There are at least three different types of dancers that can roughly be called Broadway dancers: those who dance in major Broadway shows, those who dance in shows off-Broadway, and those who dance in the road productions of Broadway shows. Dancers are not particularly highly paid no matter where they work. The U.S. Bureau of Labor Statistics listed 2008 average hourly pay for dancers in professional dance companies at a range from just over $15.00 to a little over $27.00 an hour.

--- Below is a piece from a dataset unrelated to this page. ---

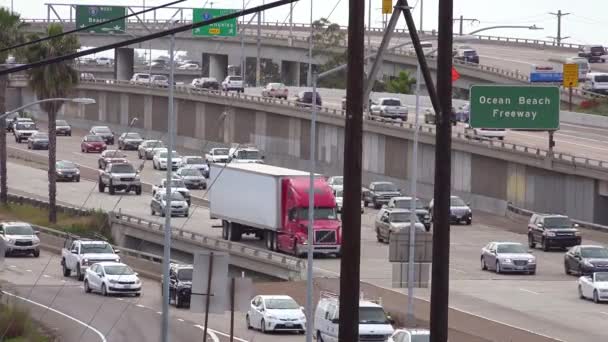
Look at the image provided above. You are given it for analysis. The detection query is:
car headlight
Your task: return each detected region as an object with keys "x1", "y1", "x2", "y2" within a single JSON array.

Union agreements cover some professional dancers, specifying minimum salary rates, hours of work, benefits, and other conditions of employment. These rates can be negotiated up by dancers who are in demand.The American Guild of Musical Artists, Inc. of the AFL-CIO is the union that covers dancers that perform for opera and ballet companies and modern dance troops. The American Federation of Television and Radio Artists covers dancers who perform live or on recorded television programs, and dancers in movies belong to the Screen Actors Guild. Actors' Equity Association is the union that covers most musical theater and Broadway productions that employ union dancers.
New York Magazine, in an October 2011 article, listed seasoned dancers in New York as making approximately $1,500 a week, and said that top performers guest starring with professional dance companies made as much as $3,000 to $5,000 a performance. While this may seem like a reasonable wage, it should be noted that the work is physically strenuous, mentally stressful, and not reliable. It is not unusual for a Broadway show to close after only a few performances, leaving its performers out of a job for the season. That is why most dancers teach dance or work in other fields.
While the dancers in the Broadway productions get all the glory, the dancers in the road companies make out better in pay. The most important difference is that they receive a per diem for travel, housing, and expenses on top of the union scale, and they don't usually maintain apartments in New York. Other than that, their pay is comparable to their on-Broadway counterparts.
The famed Rockettes enjoy one of the most stable dancing careers in the business. Their wages are comparable to those for Broadway dancers at approximately $135 per performance, but they perform several times a day during peak season, and receive overtime for the third, fourth and fifth performances in a day, plus year-round health benefits. For a professional dancer, being a Rockette is one of the best gigs available.